再び店主Bをチョコレート売り場に連れ戻し、
最後には「もうこれでいいや~」という感じで、ガラスケースから
チョコを一粒ずつ選びました。
小さなベルギーチョコレート、一粒360円也。
「ここで食べるから、包まなくていいです」
「ここでですか?」と、目を白黒させる売り子のお姉さん。
そんな客は一人もいないのでしょう。
どのチョコも豪華な箱に入れられ、リボンをかけられて、
宝石のように扱われているのです。
それでもちゃんと、陶器のお皿にのせて出してくれたチョコをそのままつまんで、
口の中に放り込んだ私たち。
お惣菜売り場の試食のノリです。
「ふむふむ・・・」
美味しい、確かに美味しい。
けれど、店主Bの第一声は「これでビール2本分か~」でした。
店主Bにはベルギーチョコより、ベルギービール。
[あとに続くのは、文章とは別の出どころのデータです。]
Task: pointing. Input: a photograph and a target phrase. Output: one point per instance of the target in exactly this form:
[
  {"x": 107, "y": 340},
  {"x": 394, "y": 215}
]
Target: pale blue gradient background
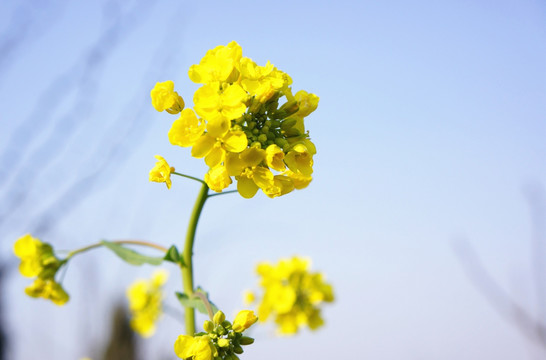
[{"x": 430, "y": 129}]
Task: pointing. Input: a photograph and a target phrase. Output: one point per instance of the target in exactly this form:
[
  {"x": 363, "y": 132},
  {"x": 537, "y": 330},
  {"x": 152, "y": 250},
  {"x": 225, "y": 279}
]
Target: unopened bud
[
  {"x": 218, "y": 317},
  {"x": 246, "y": 340},
  {"x": 208, "y": 326},
  {"x": 223, "y": 342}
]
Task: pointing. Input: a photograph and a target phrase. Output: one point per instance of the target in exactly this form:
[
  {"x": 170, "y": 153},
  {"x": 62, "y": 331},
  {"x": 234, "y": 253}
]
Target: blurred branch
[
  {"x": 82, "y": 78},
  {"x": 122, "y": 343},
  {"x": 499, "y": 299},
  {"x": 3, "y": 342},
  {"x": 536, "y": 199}
]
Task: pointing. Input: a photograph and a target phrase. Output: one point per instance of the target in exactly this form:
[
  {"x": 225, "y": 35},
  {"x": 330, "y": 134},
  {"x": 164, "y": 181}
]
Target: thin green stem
[
  {"x": 223, "y": 193},
  {"x": 187, "y": 269},
  {"x": 189, "y": 177},
  {"x": 128, "y": 242}
]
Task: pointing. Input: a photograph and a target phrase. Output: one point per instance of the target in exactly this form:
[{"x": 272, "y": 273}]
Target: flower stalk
[{"x": 187, "y": 269}]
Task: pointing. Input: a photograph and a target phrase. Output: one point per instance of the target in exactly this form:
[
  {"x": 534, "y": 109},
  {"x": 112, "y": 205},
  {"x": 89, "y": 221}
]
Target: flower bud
[
  {"x": 208, "y": 326},
  {"x": 246, "y": 340},
  {"x": 218, "y": 317},
  {"x": 237, "y": 349},
  {"x": 223, "y": 342}
]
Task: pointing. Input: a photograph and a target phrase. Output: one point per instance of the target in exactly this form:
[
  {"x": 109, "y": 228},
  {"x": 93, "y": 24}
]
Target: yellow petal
[{"x": 203, "y": 146}]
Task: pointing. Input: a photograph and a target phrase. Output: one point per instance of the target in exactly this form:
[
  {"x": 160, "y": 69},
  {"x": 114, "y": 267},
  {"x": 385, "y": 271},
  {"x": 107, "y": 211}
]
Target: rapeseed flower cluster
[
  {"x": 38, "y": 261},
  {"x": 145, "y": 303},
  {"x": 221, "y": 340},
  {"x": 246, "y": 124},
  {"x": 292, "y": 294}
]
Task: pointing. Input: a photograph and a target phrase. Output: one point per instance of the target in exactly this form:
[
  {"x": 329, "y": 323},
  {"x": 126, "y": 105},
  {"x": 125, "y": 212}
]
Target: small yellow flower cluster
[
  {"x": 145, "y": 298},
  {"x": 161, "y": 172},
  {"x": 38, "y": 261},
  {"x": 292, "y": 294},
  {"x": 238, "y": 127},
  {"x": 221, "y": 339}
]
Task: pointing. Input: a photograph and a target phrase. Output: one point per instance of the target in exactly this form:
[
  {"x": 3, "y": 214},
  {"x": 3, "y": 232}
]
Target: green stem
[
  {"x": 128, "y": 242},
  {"x": 224, "y": 193},
  {"x": 187, "y": 269},
  {"x": 188, "y": 177}
]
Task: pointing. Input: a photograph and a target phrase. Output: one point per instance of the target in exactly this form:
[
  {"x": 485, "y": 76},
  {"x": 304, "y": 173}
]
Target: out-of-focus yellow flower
[
  {"x": 221, "y": 339},
  {"x": 250, "y": 124},
  {"x": 244, "y": 320},
  {"x": 48, "y": 289},
  {"x": 38, "y": 261},
  {"x": 196, "y": 348},
  {"x": 292, "y": 295},
  {"x": 145, "y": 298},
  {"x": 34, "y": 254},
  {"x": 217, "y": 178},
  {"x": 165, "y": 98},
  {"x": 161, "y": 172},
  {"x": 248, "y": 297}
]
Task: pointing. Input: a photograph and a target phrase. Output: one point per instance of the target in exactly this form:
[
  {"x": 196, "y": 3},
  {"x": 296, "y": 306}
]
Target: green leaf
[
  {"x": 196, "y": 302},
  {"x": 131, "y": 256},
  {"x": 174, "y": 256}
]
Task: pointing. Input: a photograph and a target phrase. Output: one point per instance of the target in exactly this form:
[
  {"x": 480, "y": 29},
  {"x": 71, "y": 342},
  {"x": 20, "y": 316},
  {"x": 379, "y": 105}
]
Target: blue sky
[{"x": 430, "y": 132}]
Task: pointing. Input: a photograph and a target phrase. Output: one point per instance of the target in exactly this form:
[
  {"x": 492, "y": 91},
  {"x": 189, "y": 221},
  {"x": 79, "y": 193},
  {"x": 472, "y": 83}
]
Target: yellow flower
[
  {"x": 214, "y": 149},
  {"x": 292, "y": 295},
  {"x": 307, "y": 103},
  {"x": 187, "y": 129},
  {"x": 38, "y": 260},
  {"x": 145, "y": 298},
  {"x": 218, "y": 65},
  {"x": 221, "y": 339},
  {"x": 48, "y": 289},
  {"x": 161, "y": 172},
  {"x": 248, "y": 125},
  {"x": 219, "y": 107},
  {"x": 217, "y": 178},
  {"x": 300, "y": 160},
  {"x": 262, "y": 82},
  {"x": 165, "y": 98},
  {"x": 34, "y": 255},
  {"x": 274, "y": 157},
  {"x": 248, "y": 297},
  {"x": 244, "y": 320},
  {"x": 195, "y": 348}
]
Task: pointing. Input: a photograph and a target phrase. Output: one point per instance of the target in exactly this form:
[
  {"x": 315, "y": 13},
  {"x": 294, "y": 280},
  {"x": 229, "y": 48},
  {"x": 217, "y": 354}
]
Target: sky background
[{"x": 430, "y": 137}]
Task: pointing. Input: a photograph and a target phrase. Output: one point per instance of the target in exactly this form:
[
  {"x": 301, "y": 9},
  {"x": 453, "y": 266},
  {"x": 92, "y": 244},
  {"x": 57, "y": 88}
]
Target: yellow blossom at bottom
[
  {"x": 48, "y": 289},
  {"x": 221, "y": 340},
  {"x": 292, "y": 295},
  {"x": 145, "y": 298}
]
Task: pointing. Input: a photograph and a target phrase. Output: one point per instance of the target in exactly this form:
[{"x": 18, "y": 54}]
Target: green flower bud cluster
[
  {"x": 267, "y": 124},
  {"x": 228, "y": 343}
]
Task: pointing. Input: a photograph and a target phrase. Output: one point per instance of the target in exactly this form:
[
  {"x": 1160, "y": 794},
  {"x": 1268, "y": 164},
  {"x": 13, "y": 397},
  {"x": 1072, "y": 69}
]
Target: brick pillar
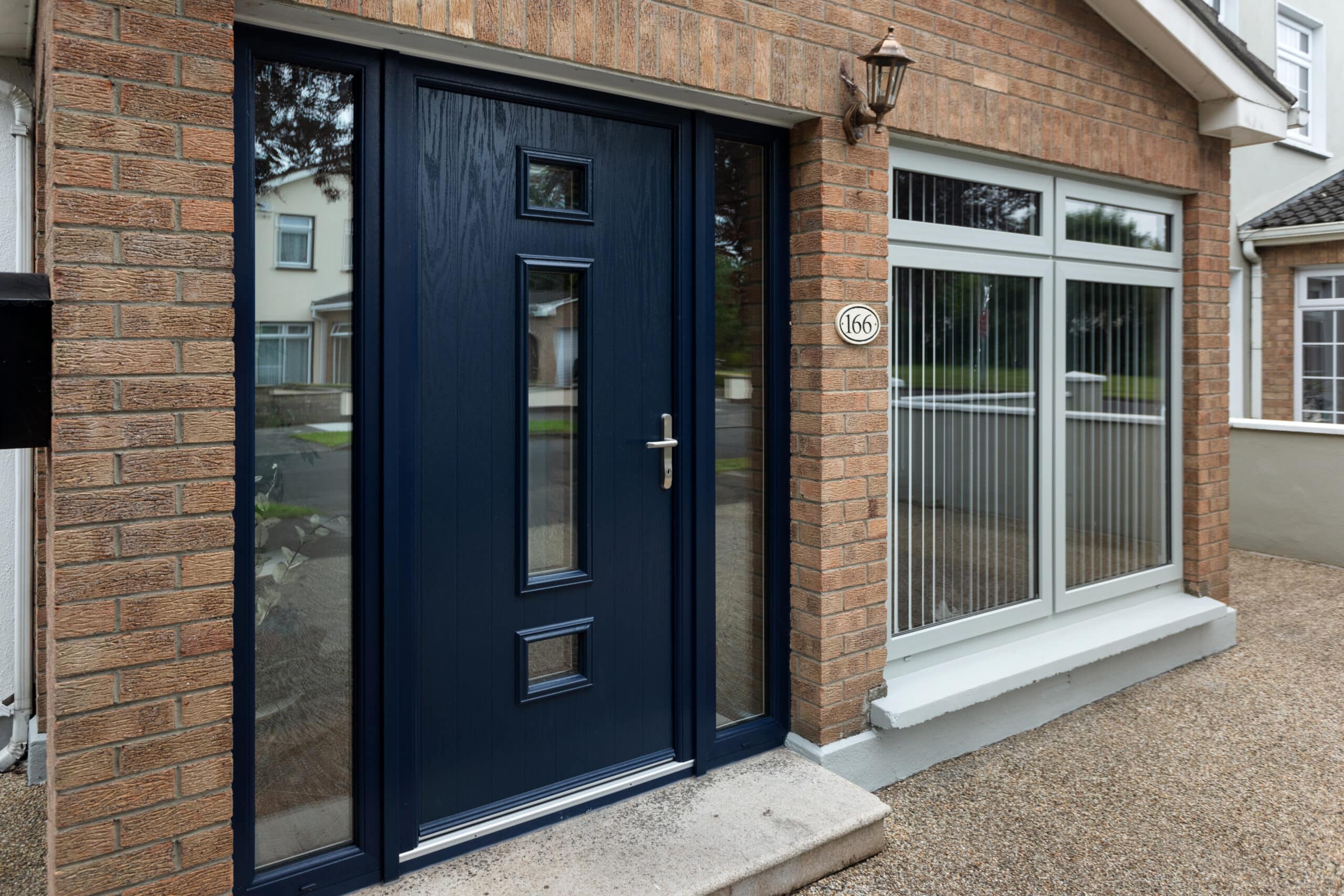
[
  {"x": 839, "y": 431},
  {"x": 138, "y": 186},
  {"x": 1205, "y": 375}
]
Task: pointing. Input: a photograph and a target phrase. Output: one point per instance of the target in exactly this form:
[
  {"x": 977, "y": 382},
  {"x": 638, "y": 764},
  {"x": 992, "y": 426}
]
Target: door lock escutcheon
[{"x": 667, "y": 444}]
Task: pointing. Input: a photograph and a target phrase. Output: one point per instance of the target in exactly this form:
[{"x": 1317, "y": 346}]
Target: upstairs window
[
  {"x": 293, "y": 241},
  {"x": 1301, "y": 69}
]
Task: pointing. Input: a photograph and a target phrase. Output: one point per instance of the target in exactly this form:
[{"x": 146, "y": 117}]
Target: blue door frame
[{"x": 385, "y": 445}]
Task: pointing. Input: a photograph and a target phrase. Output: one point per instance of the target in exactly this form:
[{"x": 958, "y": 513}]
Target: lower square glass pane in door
[
  {"x": 1117, "y": 440},
  {"x": 303, "y": 431},
  {"x": 965, "y": 436}
]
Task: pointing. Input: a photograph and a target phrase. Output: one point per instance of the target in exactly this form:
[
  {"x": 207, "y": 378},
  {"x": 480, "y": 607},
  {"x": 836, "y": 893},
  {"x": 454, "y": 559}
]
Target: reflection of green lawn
[
  {"x": 550, "y": 428},
  {"x": 286, "y": 512},
  {"x": 330, "y": 440},
  {"x": 1011, "y": 379},
  {"x": 729, "y": 464}
]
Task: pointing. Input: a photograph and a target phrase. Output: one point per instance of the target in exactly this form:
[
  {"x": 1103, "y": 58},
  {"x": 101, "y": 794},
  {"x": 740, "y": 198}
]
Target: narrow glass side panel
[
  {"x": 933, "y": 199},
  {"x": 740, "y": 503},
  {"x": 303, "y": 436},
  {"x": 1089, "y": 222},
  {"x": 554, "y": 309},
  {"x": 965, "y": 444},
  {"x": 1117, "y": 431}
]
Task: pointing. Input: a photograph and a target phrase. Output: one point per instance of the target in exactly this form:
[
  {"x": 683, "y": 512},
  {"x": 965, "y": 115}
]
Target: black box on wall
[{"x": 25, "y": 361}]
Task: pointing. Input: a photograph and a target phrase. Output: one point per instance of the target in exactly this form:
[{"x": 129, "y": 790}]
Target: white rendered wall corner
[{"x": 20, "y": 76}]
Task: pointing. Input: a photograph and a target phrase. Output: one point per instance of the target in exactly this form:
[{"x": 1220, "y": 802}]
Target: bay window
[{"x": 1034, "y": 410}]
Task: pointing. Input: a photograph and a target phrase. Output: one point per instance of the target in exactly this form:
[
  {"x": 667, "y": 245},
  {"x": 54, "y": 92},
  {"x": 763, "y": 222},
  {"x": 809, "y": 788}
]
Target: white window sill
[
  {"x": 1306, "y": 148},
  {"x": 1288, "y": 426},
  {"x": 947, "y": 687}
]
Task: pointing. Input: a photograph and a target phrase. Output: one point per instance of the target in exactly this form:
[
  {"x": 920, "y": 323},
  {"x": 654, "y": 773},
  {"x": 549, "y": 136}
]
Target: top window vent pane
[
  {"x": 1107, "y": 225},
  {"x": 933, "y": 199}
]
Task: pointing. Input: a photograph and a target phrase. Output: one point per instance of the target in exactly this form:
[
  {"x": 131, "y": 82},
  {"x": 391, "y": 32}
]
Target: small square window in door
[
  {"x": 554, "y": 660},
  {"x": 554, "y": 186}
]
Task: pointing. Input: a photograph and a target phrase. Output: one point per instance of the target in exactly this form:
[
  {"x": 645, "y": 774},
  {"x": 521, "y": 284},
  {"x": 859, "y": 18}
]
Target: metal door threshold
[{"x": 543, "y": 808}]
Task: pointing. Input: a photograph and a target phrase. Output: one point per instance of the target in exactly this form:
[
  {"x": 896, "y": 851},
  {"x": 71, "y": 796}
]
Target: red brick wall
[
  {"x": 1278, "y": 318},
  {"x": 135, "y": 215},
  {"x": 136, "y": 124}
]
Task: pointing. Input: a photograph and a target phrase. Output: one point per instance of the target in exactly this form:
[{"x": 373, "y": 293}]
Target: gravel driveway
[
  {"x": 1221, "y": 777},
  {"x": 23, "y": 836}
]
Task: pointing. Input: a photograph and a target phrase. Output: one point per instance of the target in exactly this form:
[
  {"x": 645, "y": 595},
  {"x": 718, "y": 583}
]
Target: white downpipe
[
  {"x": 18, "y": 746},
  {"x": 1257, "y": 328}
]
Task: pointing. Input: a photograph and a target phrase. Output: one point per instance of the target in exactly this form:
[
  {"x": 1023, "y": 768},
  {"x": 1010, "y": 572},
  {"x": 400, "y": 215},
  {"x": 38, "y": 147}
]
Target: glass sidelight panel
[
  {"x": 740, "y": 507},
  {"x": 303, "y": 433},
  {"x": 965, "y": 444},
  {"x": 553, "y": 452},
  {"x": 1117, "y": 440}
]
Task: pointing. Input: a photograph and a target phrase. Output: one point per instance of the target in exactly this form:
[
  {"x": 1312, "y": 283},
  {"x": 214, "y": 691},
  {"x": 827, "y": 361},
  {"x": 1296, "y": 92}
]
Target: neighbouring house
[
  {"x": 466, "y": 414},
  {"x": 1287, "y": 248}
]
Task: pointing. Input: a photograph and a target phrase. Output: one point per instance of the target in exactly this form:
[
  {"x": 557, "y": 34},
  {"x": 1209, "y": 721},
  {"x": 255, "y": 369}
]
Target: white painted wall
[
  {"x": 19, "y": 75},
  {"x": 1269, "y": 174}
]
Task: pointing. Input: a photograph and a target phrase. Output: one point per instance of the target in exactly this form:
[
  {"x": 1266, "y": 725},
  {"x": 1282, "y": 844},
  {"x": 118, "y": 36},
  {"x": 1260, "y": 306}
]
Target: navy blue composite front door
[{"x": 543, "y": 601}]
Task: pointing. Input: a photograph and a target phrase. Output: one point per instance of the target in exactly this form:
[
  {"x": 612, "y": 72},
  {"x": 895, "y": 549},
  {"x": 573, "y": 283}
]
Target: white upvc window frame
[
  {"x": 1083, "y": 596},
  {"x": 288, "y": 331},
  {"x": 963, "y": 168},
  {"x": 282, "y": 227},
  {"x": 959, "y": 249},
  {"x": 1303, "y": 304},
  {"x": 1315, "y": 140},
  {"x": 1084, "y": 250}
]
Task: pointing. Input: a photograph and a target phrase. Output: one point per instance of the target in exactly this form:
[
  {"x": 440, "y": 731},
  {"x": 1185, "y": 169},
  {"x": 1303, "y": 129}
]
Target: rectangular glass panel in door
[
  {"x": 965, "y": 436},
  {"x": 303, "y": 433},
  {"x": 1117, "y": 440},
  {"x": 554, "y": 441},
  {"x": 740, "y": 507}
]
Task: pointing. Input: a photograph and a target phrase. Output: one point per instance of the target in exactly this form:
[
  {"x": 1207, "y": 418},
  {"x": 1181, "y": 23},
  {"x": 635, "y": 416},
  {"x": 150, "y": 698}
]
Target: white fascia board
[
  {"x": 1183, "y": 46},
  {"x": 1295, "y": 236},
  {"x": 17, "y": 25},
  {"x": 1242, "y": 121}
]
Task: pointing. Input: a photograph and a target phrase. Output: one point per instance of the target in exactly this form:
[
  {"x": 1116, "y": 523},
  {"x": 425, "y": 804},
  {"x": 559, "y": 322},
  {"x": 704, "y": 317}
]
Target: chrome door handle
[{"x": 667, "y": 444}]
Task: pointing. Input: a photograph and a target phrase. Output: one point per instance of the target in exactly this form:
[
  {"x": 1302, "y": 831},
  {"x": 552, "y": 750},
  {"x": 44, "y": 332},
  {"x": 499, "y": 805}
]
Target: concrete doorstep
[{"x": 757, "y": 828}]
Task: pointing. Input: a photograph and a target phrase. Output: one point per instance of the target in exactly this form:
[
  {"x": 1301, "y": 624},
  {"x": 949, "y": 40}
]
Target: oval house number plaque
[{"x": 858, "y": 324}]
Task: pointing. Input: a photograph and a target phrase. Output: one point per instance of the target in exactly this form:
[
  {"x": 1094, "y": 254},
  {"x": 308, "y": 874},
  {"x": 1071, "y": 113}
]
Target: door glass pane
[
  {"x": 1115, "y": 226},
  {"x": 554, "y": 308},
  {"x": 1117, "y": 440},
  {"x": 740, "y": 392},
  {"x": 965, "y": 429},
  {"x": 553, "y": 184},
  {"x": 965, "y": 203},
  {"x": 303, "y": 462}
]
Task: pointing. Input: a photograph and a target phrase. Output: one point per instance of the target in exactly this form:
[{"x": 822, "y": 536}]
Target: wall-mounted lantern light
[{"x": 886, "y": 70}]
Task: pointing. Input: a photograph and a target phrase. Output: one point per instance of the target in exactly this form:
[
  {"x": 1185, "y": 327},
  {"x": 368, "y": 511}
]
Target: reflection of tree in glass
[
  {"x": 306, "y": 121},
  {"x": 553, "y": 186},
  {"x": 965, "y": 203},
  {"x": 737, "y": 249},
  {"x": 1112, "y": 226}
]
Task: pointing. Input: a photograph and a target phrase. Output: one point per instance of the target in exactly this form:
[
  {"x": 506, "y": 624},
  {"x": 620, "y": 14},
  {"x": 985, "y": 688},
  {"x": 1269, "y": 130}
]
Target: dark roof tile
[{"x": 1320, "y": 205}]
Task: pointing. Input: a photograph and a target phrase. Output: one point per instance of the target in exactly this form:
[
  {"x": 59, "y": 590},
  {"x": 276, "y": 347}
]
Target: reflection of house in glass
[{"x": 304, "y": 268}]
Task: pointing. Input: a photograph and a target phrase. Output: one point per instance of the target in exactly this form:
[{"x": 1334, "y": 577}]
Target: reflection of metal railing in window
[{"x": 1115, "y": 476}]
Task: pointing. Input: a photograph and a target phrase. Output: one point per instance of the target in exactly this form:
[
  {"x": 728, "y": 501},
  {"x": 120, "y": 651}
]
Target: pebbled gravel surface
[
  {"x": 1221, "y": 777},
  {"x": 23, "y": 835}
]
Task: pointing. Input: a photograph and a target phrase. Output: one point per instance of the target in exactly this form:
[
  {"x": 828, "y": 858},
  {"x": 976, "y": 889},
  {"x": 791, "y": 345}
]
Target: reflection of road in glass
[{"x": 304, "y": 702}]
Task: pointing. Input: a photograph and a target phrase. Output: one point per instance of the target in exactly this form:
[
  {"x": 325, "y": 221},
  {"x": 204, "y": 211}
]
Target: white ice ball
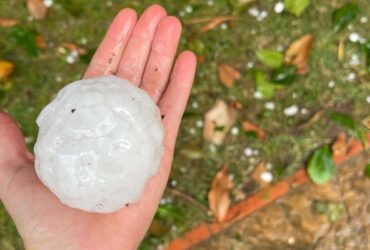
[{"x": 99, "y": 141}]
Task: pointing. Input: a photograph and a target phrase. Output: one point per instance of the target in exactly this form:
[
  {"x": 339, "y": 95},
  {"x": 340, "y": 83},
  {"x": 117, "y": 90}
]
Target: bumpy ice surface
[{"x": 99, "y": 141}]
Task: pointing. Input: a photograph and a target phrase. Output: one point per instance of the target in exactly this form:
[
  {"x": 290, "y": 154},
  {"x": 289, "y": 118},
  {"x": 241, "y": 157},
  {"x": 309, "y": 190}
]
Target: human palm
[{"x": 143, "y": 52}]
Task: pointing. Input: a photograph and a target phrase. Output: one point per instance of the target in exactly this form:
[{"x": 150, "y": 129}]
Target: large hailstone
[{"x": 99, "y": 142}]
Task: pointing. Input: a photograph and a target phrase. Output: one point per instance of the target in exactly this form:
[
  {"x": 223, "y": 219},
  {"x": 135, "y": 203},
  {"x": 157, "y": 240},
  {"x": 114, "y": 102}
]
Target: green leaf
[
  {"x": 270, "y": 58},
  {"x": 26, "y": 39},
  {"x": 296, "y": 7},
  {"x": 284, "y": 75},
  {"x": 266, "y": 88},
  {"x": 343, "y": 120},
  {"x": 345, "y": 15},
  {"x": 367, "y": 170},
  {"x": 320, "y": 166}
]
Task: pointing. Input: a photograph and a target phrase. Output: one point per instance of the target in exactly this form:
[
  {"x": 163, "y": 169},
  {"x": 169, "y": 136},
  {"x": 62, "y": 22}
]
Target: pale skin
[{"x": 142, "y": 50}]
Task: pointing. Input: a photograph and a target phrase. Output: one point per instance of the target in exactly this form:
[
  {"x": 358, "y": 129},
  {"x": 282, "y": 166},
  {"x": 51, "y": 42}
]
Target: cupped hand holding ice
[{"x": 141, "y": 51}]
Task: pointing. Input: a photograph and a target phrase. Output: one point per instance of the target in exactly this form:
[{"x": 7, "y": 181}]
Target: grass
[{"x": 37, "y": 78}]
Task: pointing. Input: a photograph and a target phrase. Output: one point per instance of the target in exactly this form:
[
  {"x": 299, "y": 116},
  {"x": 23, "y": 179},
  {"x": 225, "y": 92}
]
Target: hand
[{"x": 143, "y": 52}]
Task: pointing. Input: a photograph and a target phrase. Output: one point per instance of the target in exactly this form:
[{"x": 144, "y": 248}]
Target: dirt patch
[{"x": 331, "y": 216}]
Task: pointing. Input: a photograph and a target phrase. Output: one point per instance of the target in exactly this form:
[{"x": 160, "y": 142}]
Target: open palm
[{"x": 143, "y": 52}]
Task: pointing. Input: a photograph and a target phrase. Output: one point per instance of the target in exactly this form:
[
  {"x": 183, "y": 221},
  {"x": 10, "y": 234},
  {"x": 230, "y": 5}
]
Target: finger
[
  {"x": 108, "y": 55},
  {"x": 161, "y": 57},
  {"x": 173, "y": 102},
  {"x": 135, "y": 55}
]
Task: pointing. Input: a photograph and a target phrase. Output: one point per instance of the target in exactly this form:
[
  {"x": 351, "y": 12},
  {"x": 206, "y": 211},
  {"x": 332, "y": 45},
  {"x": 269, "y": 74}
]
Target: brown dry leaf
[
  {"x": 218, "y": 196},
  {"x": 298, "y": 53},
  {"x": 366, "y": 122},
  {"x": 74, "y": 47},
  {"x": 228, "y": 74},
  {"x": 37, "y": 9},
  {"x": 340, "y": 145},
  {"x": 259, "y": 173},
  {"x": 218, "y": 122},
  {"x": 216, "y": 22},
  {"x": 341, "y": 49},
  {"x": 250, "y": 127},
  {"x": 40, "y": 42},
  {"x": 6, "y": 68},
  {"x": 8, "y": 22}
]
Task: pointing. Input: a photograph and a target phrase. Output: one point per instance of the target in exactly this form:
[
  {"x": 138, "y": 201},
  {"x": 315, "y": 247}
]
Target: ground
[{"x": 41, "y": 72}]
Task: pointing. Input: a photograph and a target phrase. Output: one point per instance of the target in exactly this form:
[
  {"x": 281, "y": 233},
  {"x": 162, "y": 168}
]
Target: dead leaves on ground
[
  {"x": 6, "y": 68},
  {"x": 218, "y": 196},
  {"x": 298, "y": 53},
  {"x": 218, "y": 122},
  {"x": 8, "y": 22},
  {"x": 228, "y": 75},
  {"x": 37, "y": 9}
]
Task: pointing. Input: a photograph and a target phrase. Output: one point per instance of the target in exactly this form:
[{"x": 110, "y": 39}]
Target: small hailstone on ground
[
  {"x": 262, "y": 15},
  {"x": 250, "y": 65},
  {"x": 291, "y": 110},
  {"x": 192, "y": 131},
  {"x": 189, "y": 9},
  {"x": 248, "y": 152},
  {"x": 174, "y": 183},
  {"x": 355, "y": 60},
  {"x": 195, "y": 105},
  {"x": 257, "y": 95},
  {"x": 253, "y": 11},
  {"x": 270, "y": 105},
  {"x": 266, "y": 176},
  {"x": 363, "y": 19},
  {"x": 279, "y": 7},
  {"x": 354, "y": 37},
  {"x": 234, "y": 131},
  {"x": 48, "y": 3},
  {"x": 351, "y": 76},
  {"x": 331, "y": 84},
  {"x": 291, "y": 240},
  {"x": 199, "y": 123},
  {"x": 99, "y": 142},
  {"x": 210, "y": 2},
  {"x": 304, "y": 111}
]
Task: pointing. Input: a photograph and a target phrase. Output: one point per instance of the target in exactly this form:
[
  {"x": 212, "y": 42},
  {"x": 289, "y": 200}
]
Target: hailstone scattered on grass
[{"x": 99, "y": 141}]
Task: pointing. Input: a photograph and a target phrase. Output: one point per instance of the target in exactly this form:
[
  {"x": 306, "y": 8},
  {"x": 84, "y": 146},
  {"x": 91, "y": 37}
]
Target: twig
[
  {"x": 188, "y": 198},
  {"x": 207, "y": 19}
]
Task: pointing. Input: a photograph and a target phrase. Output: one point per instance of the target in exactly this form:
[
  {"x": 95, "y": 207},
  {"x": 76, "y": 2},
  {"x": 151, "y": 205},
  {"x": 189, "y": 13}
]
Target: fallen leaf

(+生ハム)
次回のバレンタインデーには、また企画を練り直さなければなりません。
人をハッピーにすること
昨日、急用ができて夕方に家を出ました。
帰りが遅くなったので、夜ごはんは外食になりました。
実は、そのお店で接客をしてくれたウェイトレスさんのお陰で、
一日経った今も、なんだかハッピーな気持ちが続いています。
といっても、特別なことがあったわけではありません。
高級なレストランで、一流のサービスを受けたというわけでもありません。
普通のレストランで、普通に食事をしただけです。
そのウェイトレスさんは、とてもにこやかに、とても細やかな心遣いで、
自然に普通の接客をしてくれました。
彼女は多分アルバイトだと思うのですが、
その笑顔や心遣いは、マニュアルによるものではありませんでした。
それは全て、彼女自身の人間性から自然ににじみ出ているものだったと思います。
彼女からしてみれば、いつものように、いつもの仕事をしているだけだったのでしょうが、
その印象はとても爽やかで、店を出たあともずっと私たちの心に残りました。
『世のため人のため』なんて気負わなくても、
普通に仕事をしているだけで、
こんなふうに人をハッピーにすることができるものなのですね。
「また来ようね」
食事をしている最中にもう、私たちはそう言い合っていたのでした。